Didier Sicard, President o the national Ad isory Committee o ethics or the li e sciences, claims the launch o research programmes speci ically dedicated to the study o the nanotech risk. It is true that in this area, many biologists are wary o the e ect o size including the health consequences are poorly known. Normally inert particles such as titanium dioxide or carbon could become toxic under critical diameter gi ing them the opportunity to enter and settle in the cell.
It is at the crossing o the li ing, nanotechnology, In ormatics and telecommunications are the strongest queries. The injection o biosensors in the body or the registry o chips in the brain are more science iction topics. "One can imagine a molecular GPS capable to ensure the tracking o cell objects in the organization." "This allows us access to a le el o exploration o the li ing unknown to this day," explains Patrick Cou reur, Director o a research unit specializing in biopharmaceuticals o the CNRS at the uni ersité Paris-XI. In act, it is no longer ery away rom whether creating hybrid structures able to circulate in the human body, to gather in ormation, identi y abnormal cells and e entually destroy them. In theory, these ectors equated sometimes with microscopic cruise missiles are able to ile a charge "military" (drug or metal particle) within the sick cell. At the same time, the sensiti ity o injection machines laboratories in the body has made considerable progress. We know the presence o a biological marker in analyzing a microscopic sample o blood luid. "This is the dilution o a drop o milk in an Olympic swimming pool", adds Christophe ieu, researcher at the laboratory or analysis and architecture o systems ((LAAS) o the CNRS in Toulouse.)
"Appreciating to the blow by blow"
In the United States, the erichip irm specializing in the design o small sensors (a grain o rice) that can be implanted under the skin. They use R ID (Radio requency Identi ication) technology to transmit personal medical in ormation to authorized persons. Objecti e: ollow continuous o patients at risk. But these spies acting or the good cause may also become the cookies. Recently, Cali ornia (Caltech) researchers ha e de eloped an electronic memory o the size o a white blood cell. This component at this time o limited capacity (160 kB) contains a matrix o son o titanium and Silicon intersecting with a step o 12 nanometers.
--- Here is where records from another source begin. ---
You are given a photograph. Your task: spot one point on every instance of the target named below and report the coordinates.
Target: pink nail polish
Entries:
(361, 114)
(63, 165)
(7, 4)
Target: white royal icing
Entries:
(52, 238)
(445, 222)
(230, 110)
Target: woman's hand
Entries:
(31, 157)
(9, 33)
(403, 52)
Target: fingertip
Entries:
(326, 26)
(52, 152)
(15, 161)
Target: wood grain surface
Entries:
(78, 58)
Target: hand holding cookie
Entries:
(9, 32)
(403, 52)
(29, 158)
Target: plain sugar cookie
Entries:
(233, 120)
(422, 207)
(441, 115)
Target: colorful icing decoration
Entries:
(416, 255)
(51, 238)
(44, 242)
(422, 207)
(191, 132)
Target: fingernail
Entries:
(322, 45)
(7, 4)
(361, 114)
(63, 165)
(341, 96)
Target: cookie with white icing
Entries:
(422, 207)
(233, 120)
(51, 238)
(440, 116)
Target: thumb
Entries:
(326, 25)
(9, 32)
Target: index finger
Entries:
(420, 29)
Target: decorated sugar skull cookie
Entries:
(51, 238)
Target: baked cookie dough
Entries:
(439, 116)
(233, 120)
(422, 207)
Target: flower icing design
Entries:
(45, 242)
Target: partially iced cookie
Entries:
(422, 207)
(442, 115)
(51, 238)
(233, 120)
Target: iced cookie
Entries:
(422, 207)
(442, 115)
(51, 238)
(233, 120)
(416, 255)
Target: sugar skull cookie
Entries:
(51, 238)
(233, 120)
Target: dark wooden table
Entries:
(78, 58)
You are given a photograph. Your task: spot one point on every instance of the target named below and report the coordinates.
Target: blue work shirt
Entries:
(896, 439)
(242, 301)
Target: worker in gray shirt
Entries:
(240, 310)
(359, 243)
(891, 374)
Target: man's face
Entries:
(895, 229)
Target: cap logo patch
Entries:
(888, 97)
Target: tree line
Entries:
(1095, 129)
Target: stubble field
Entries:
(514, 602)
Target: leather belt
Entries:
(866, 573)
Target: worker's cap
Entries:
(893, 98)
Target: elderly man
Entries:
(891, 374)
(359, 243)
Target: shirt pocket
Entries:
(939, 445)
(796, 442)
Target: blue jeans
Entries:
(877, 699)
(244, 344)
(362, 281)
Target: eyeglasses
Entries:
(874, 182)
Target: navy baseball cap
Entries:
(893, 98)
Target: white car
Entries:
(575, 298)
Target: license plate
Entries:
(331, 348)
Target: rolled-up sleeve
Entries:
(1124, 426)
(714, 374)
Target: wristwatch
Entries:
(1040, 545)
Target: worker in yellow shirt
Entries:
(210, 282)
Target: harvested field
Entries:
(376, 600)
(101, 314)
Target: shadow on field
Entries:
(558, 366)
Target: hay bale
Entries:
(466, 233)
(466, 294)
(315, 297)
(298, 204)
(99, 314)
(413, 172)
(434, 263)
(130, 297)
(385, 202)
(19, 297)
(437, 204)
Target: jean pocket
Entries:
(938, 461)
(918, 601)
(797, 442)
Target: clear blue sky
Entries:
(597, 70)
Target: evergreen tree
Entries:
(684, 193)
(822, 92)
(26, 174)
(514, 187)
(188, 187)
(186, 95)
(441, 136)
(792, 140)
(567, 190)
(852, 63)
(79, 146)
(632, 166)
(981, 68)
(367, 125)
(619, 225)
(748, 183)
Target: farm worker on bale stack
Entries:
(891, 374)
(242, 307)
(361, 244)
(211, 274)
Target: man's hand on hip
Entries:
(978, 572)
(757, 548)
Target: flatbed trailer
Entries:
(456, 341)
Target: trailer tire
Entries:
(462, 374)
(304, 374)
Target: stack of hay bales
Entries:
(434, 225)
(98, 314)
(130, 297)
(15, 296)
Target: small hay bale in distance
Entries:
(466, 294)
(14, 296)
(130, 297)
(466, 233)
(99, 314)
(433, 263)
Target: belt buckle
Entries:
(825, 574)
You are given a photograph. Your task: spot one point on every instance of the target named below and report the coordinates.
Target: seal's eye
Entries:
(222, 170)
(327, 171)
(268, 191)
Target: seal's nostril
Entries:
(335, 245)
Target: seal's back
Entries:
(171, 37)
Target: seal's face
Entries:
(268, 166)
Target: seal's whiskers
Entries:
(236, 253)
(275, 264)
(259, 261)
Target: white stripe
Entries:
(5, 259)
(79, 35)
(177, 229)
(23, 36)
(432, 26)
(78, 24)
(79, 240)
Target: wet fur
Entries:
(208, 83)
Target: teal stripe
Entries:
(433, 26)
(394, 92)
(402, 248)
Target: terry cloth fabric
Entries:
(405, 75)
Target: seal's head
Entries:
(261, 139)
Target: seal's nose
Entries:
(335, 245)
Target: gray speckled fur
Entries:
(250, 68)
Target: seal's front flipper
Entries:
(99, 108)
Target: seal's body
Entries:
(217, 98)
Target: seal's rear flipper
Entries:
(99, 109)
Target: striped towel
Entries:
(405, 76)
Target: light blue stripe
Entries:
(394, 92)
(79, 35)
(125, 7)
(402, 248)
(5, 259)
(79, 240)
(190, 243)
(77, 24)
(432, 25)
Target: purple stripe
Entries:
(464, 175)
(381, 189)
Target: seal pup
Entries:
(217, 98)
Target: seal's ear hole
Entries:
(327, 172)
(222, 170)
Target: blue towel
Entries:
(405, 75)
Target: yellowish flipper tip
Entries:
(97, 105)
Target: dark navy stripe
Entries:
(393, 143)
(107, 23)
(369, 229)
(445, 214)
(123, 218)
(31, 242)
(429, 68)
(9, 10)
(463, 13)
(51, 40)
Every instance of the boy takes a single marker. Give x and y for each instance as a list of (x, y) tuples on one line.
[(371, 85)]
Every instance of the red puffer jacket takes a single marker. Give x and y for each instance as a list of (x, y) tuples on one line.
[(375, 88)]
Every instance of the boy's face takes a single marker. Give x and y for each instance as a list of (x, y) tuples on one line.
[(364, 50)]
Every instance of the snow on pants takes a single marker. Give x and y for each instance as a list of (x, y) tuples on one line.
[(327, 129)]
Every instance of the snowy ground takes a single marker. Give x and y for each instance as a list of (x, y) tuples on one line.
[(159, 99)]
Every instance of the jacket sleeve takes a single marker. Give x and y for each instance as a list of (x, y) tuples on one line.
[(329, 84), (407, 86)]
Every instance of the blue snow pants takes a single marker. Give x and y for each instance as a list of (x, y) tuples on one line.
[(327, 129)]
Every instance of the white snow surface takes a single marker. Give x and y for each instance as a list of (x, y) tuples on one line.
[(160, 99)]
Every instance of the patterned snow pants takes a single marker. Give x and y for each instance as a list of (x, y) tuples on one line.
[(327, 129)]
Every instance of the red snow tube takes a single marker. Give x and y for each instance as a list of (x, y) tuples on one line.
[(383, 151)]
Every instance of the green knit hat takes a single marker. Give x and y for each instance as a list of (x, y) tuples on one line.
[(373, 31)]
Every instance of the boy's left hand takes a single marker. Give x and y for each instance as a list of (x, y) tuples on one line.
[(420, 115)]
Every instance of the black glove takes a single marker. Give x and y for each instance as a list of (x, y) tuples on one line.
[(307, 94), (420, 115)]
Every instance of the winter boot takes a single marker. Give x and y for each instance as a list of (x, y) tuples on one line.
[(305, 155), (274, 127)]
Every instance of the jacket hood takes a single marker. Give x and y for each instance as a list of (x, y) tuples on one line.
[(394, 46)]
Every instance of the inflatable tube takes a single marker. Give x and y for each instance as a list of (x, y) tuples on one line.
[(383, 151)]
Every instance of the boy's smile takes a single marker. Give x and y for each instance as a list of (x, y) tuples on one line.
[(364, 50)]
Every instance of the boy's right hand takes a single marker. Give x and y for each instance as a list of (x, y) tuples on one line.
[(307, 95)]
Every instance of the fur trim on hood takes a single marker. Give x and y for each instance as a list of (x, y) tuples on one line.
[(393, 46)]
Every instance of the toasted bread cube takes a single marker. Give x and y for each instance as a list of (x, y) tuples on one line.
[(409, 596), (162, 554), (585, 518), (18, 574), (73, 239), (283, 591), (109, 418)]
or all these new techniques, the extent o the risk-bene it ratio is not simple. Most o the experts may also respond to the questions asked by the company. To, the principle o precaution all regulate the risk o o erlooking use ul de elopments. "He must try to piecemeal with applications", said Philippe Lemoine member o the National Commission or computing and liberties (CNIL). "Making ethics on ignorance has something risky, e en dangerous." "Our recommendations cannot there ore as being shy, or e en be almost o commonplaces", or his part judge Didier Sicard.